Take us out to the ball game! Throughout U.S. history, Baseball has been considered one of the most popular American pastimes. But did you know that many Major League Baseball stadiums are eco-friendly, and have green roofs? In this article, we’ve compiled a list of our favorite green roofs at MLB stadiums, along with some other ways the league is doing their part to lower a stadiums environmental impact.
Fenway Farms is a green roof with an awesome purpose. Located at Fenway Park, home of the Boston Red Sox, the rooftop farm is 5,000 sq. ft. and produces over 5,900 pounds of fresh produce each season. Red Sox fans can dine on seasonal organic vegetables and fruits grown on top of the Front Office at Fenway Park’s Dell or EMC Club restaurants (1). In addition to their green roof, Fenway Park also installed solar panels and offsets the remaining energy they produce with Renewable Energy Credits (2).
Citi Field, home of the New York Mets, installed an 11,000 sq. ft. extensive green roof atop their administrative building at right field. In addition, the ballpark composts all of its kitchen waste, along with grass clippings from the field. Fryer oil from the concession stands is also reused as biodiesel that runs the field equipment (3).
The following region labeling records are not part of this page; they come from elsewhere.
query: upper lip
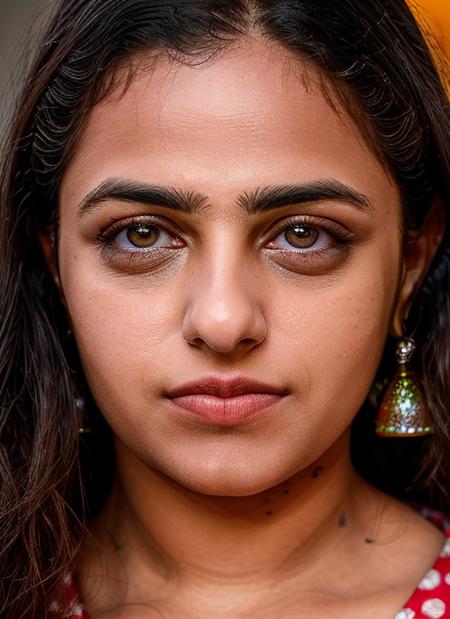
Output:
[166,376,287,398]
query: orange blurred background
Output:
[410,0,450,57]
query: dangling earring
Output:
[75,397,92,434]
[375,337,433,437]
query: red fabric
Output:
[49,509,450,619]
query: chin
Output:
[165,463,290,497]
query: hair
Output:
[0,0,450,619]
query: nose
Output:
[183,260,267,354]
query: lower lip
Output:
[170,393,283,426]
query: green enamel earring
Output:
[375,337,433,437]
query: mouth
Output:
[166,376,287,426]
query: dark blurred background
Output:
[0,0,54,133]
[0,0,450,137]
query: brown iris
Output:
[127,225,159,249]
[284,224,319,249]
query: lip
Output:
[166,376,287,399]
[167,376,287,426]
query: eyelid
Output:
[264,215,355,241]
[97,215,180,246]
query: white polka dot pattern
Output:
[419,569,441,591]
[394,608,416,619]
[421,598,445,619]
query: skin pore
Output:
[43,39,443,619]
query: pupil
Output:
[127,226,159,247]
[285,224,319,248]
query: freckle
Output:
[338,514,347,529]
[311,466,323,479]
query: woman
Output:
[0,0,450,619]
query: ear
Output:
[38,226,62,293]
[391,198,445,337]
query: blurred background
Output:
[0,0,450,133]
[0,0,54,131]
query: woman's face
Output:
[59,41,401,495]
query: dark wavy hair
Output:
[0,0,450,619]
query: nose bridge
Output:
[183,235,266,353]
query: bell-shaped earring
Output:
[75,397,92,434]
[375,337,433,437]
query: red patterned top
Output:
[49,509,450,619]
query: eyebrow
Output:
[78,178,374,216]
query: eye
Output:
[269,222,336,251]
[110,222,185,252]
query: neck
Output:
[81,435,380,612]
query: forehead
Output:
[61,39,394,208]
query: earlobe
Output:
[390,198,446,338]
[38,226,61,292]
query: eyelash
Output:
[97,215,354,262]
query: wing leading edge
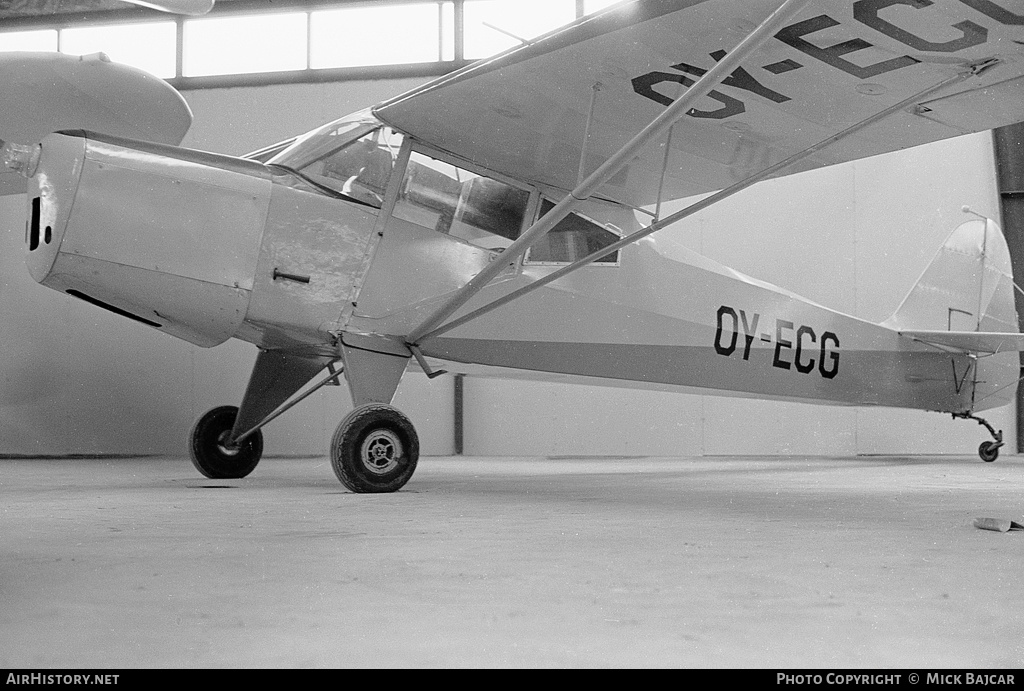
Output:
[375,0,1024,206]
This long standing home of the San Francisco Giants can boast a 4,320-square-foot edible garden, located underneath the scoreboard. The Giants partnered with Bon Appetit Management Company, a sustainable food service company, to install the edible garden. Using cutting edge aeroponic towers, the garden provides fruits, vegetables, greens, flowers, and even sod for the field. Some of the produce is used for fans at the stadium, but some are used for healthy eating programs in the local community (4).
The San Diego Padres are always getting fired up in the bullpen, but sometimes they need an extra kick. Enter the Petco Park edible garden. During the appropriate seasons, this garden grows up to 18 varieties of hot peppers (including the Trinidad Moruga Scorpion, with a rating of 1.25 million Scoville Heat Units). Some of the peppers and tomatoes from the garden have made it into ballpark dishes, and some are simply munched on by pitchers to get ready for a strikeout (5).
Sporting event venues typically have some pretty negative environmental impacts, so it’s good to see our favorite American pastime doing its part to lower that impact in a way that is highly visible and teaches sustainable practices to fans. Peanuts and crackerjacks anyone?